Playboy Channel prevails in challenge of CDA restrictions
THIRD CIRCUIT–A special federal court panel in Wilmington, Del., ruled that the Playboy Channel may offer sexually explicit adult cable television programming 24 hours a day as long as the signal is scrambled to keep nonpaying viewers from seeing it clearly.
In late December, the panel found that a provision of the Communications Decency Act of 1996 restricting adult cable television systems from telecasting when children might be watching violated Playboy’s First Amendment rights.
The panel, made up of two district judges and one appellate judge as specified by the CDA, said that a provision restricting Playboy from airing even scrambled versions of its programming during hours when children were watching due to the possibility of “signal bleed,” the partial reception of video images and audio sounds on a scrambled channel, was unconstitutionally vague.
In February 1996, Playboy filed suit in Wilmington, challenging the constitutionality of the law. The court denied Playboy’s request for a temporary injunction allowing it to air the sexually explicit shows while the case was being decided. In arguing later for a preliminary injunction, the cable channel claimed that the restriction would cost it as much as $25 million in lost sales during the next decade.
The government argued that it has compelling interests in the well-being of the nation’s youth, supporting parental claims of authority in their own household, and ensuring the individual’s right to be left alone in the privacy of his or her home. It further argued that because the number of Playboy subscribers is small, the channel will not suffer from the 10 p.m. to 6 a.m. regulation. A viewer can simply adjust his or her viewing time or tape the program, it said.

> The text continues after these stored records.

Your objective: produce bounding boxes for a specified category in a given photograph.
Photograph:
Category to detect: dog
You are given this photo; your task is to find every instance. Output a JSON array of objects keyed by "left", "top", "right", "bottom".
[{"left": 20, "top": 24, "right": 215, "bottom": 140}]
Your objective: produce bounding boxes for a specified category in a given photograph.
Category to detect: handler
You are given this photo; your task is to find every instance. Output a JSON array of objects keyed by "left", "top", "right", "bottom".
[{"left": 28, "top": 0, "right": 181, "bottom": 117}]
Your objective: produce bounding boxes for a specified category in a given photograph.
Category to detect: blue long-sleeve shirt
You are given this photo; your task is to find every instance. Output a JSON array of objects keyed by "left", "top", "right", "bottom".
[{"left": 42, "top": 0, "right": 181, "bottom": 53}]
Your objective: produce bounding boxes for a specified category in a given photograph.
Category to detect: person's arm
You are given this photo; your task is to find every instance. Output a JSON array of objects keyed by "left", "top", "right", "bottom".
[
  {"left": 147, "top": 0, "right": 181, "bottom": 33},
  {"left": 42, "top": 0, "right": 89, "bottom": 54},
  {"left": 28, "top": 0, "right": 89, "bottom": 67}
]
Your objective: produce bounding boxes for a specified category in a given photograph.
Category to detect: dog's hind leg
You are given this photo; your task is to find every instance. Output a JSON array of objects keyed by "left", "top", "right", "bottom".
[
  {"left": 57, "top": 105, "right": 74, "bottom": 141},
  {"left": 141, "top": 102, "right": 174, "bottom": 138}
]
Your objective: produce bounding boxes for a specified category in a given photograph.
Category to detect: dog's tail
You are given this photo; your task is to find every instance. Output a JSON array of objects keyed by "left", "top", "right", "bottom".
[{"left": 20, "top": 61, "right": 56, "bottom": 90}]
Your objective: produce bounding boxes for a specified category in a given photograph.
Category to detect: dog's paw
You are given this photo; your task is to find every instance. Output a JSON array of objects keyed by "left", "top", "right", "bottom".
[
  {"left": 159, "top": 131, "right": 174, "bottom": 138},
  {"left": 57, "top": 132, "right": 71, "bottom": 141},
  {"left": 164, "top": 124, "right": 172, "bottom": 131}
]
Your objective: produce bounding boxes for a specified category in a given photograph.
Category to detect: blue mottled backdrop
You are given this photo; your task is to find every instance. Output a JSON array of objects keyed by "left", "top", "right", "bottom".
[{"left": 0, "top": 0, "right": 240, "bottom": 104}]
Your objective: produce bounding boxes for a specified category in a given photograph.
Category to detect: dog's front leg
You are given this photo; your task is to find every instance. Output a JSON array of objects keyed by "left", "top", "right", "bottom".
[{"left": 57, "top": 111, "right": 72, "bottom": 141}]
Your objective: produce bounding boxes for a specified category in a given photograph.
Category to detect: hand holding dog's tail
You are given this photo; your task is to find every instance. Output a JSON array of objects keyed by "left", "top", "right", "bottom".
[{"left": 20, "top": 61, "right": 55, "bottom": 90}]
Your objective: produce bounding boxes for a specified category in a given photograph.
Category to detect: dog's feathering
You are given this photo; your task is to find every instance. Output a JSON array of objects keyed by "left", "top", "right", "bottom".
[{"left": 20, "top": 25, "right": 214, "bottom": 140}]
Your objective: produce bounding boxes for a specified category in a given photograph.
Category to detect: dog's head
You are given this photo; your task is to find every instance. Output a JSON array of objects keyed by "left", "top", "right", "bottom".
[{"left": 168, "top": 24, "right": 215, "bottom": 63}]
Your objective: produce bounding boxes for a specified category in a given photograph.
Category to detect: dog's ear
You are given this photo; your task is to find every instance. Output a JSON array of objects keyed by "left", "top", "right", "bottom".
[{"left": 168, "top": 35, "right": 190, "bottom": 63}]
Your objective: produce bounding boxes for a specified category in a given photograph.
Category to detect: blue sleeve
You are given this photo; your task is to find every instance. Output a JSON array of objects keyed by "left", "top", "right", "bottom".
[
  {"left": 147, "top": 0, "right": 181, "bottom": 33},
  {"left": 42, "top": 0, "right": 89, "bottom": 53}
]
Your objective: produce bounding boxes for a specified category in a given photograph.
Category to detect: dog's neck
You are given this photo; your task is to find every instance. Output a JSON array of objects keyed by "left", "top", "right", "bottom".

The three-judge panel noted that the time restriction covers two- thirds of the day, and that 30-50 percent of all adult programming is viewed by households prior to 10 p.m. Thus, the provision restricts a significant amount of protected speech, the court held.
The court stated that the government did not present any clinical evidence linking viewing of pornography to psychological harm in children. It found that there are alternate ways to stop children from watching such channels besides censoring them. Judge Jane Roth noted that cable businesses “are required to block channels that parents find offensive,” without charge. In the decision she ordered Playboy to make sure the cable systems with which it contracts make subscribers aware of that right. (Playboy Entertainment Group, Inc., v. United States; Counsel: A. Gilchrist Sparks, Dover)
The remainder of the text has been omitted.